Get One Random SQL Row From A Very Huge Table
Posted in java on August 1st, 2010 by Aditya – Be the first to commentI have a very huge SQL table (5m entries and keep increasing) and want to select one row of entry at random. Typical method of using one SQL statement is apparently so slow. The typical method is by using the below statement by the way.
SELECT <column_name/*> FROM <table_name> ORDER BY RAND() LIMIT 1
while the above statement works fine on smaller table – generally 10000 records and below (depending on your processor speed), when its confronted with huge table, the statement just could not make it. Just to give you some imagination, I start using one of those statement and while waiting for the result, I can go to vending machine, grab a coke and come back, finish half a bottle of coke before stopping the process out of frustration.

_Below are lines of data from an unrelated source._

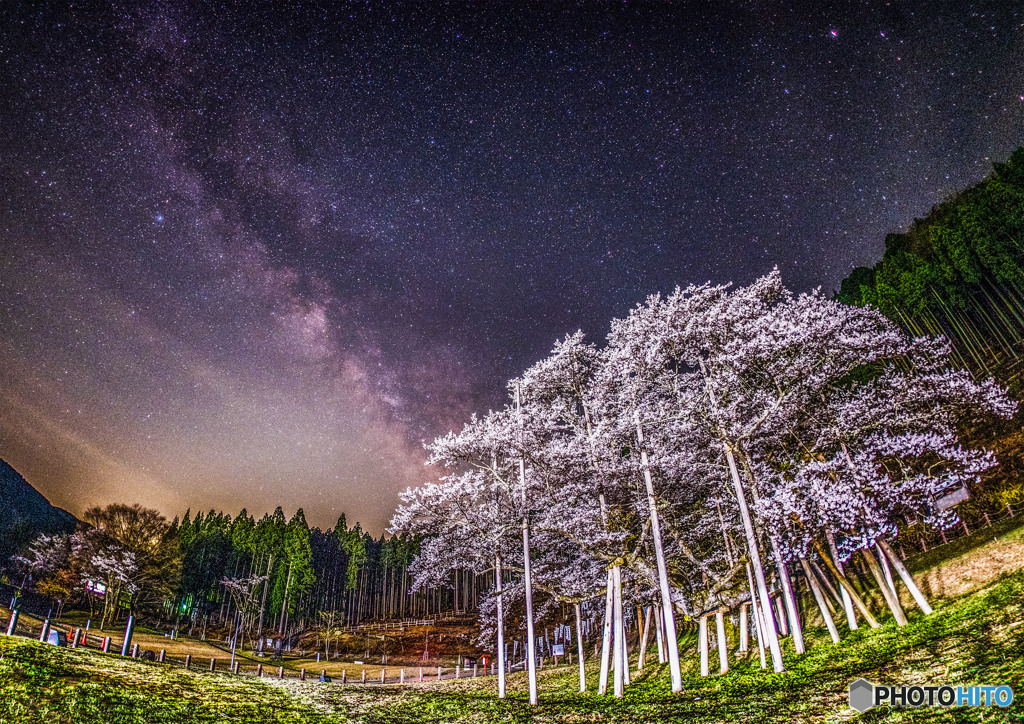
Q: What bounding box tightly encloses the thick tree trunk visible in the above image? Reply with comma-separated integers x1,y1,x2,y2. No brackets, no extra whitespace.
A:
634,411,683,693
800,558,839,643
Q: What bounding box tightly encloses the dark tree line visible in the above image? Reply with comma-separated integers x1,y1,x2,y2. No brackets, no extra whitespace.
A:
838,147,1024,378
174,507,477,634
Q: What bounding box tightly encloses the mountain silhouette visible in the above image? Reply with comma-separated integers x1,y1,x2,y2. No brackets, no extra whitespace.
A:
0,460,78,562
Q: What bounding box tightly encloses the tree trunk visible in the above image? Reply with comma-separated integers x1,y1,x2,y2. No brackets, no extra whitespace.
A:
825,530,857,631
597,568,614,696
746,563,768,669
879,538,932,615
572,603,587,693
495,554,505,698
278,561,292,636
611,564,626,698
722,441,785,673
768,536,807,653
633,411,683,693
800,558,839,643
860,548,907,626
637,606,654,672
814,541,881,629
515,382,537,707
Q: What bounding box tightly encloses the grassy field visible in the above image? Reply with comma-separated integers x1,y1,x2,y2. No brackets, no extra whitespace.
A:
0,528,1024,724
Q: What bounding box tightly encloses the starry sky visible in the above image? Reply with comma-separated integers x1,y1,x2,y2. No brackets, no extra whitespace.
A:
0,0,1024,534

After much tweaking and such, I realized that some statement are more size-conscious than the other. The trick is that using several statements which are less size-conscious to gather much needed parameter to assist statement that are more size conscious by increasing its … specifity (TODO: rephrase this paragraph)
I implement these principles using Java and the result can be seen below
public synchronized PhotoBean getRandomPhoto() throws DAOException {
Connection con = null;
try {
con = getConnection();
PreparedStatement pstmt1 = con
.prepareStatement("SELECT max(`id`) AS max_id FROM photos;");
ResultSet rs1 = pstmt1.executeQuery();
//this to to null-proof the logic
int max_id = 22101985;
int randomId = 22; // put some real ID just to make sure
while (rs1.next()) {
max_id = rs1.getInt("max_id");
}
Random randomGenerator = new Random();
randomId = randomGenerator.nextInt(max_id);
PreparedStatement pstmt2 = con
.prepareStatement("SELECT * FROM photos WHERE `id` >= ? ORDER BY `id` ASC LIMIT 1");
pstmt2.setInt(1, randomId);
ResultSet rs = pstmt2.executeQuery();
PhotoBean tmpPhoto = new PhotoBean();
while (rs.next()) {
tmpPhoto.setPhotoId(rs.getString("photo_id"));
//... more
}
//ps: you can use just one pstmt and it will be no problem as its executed separately but i am just too lazy
pstmt1.close();
pstmt2.close();
releaseConnection(con);
return tmpPhoto;
} catch (Exception e) {
//... more
}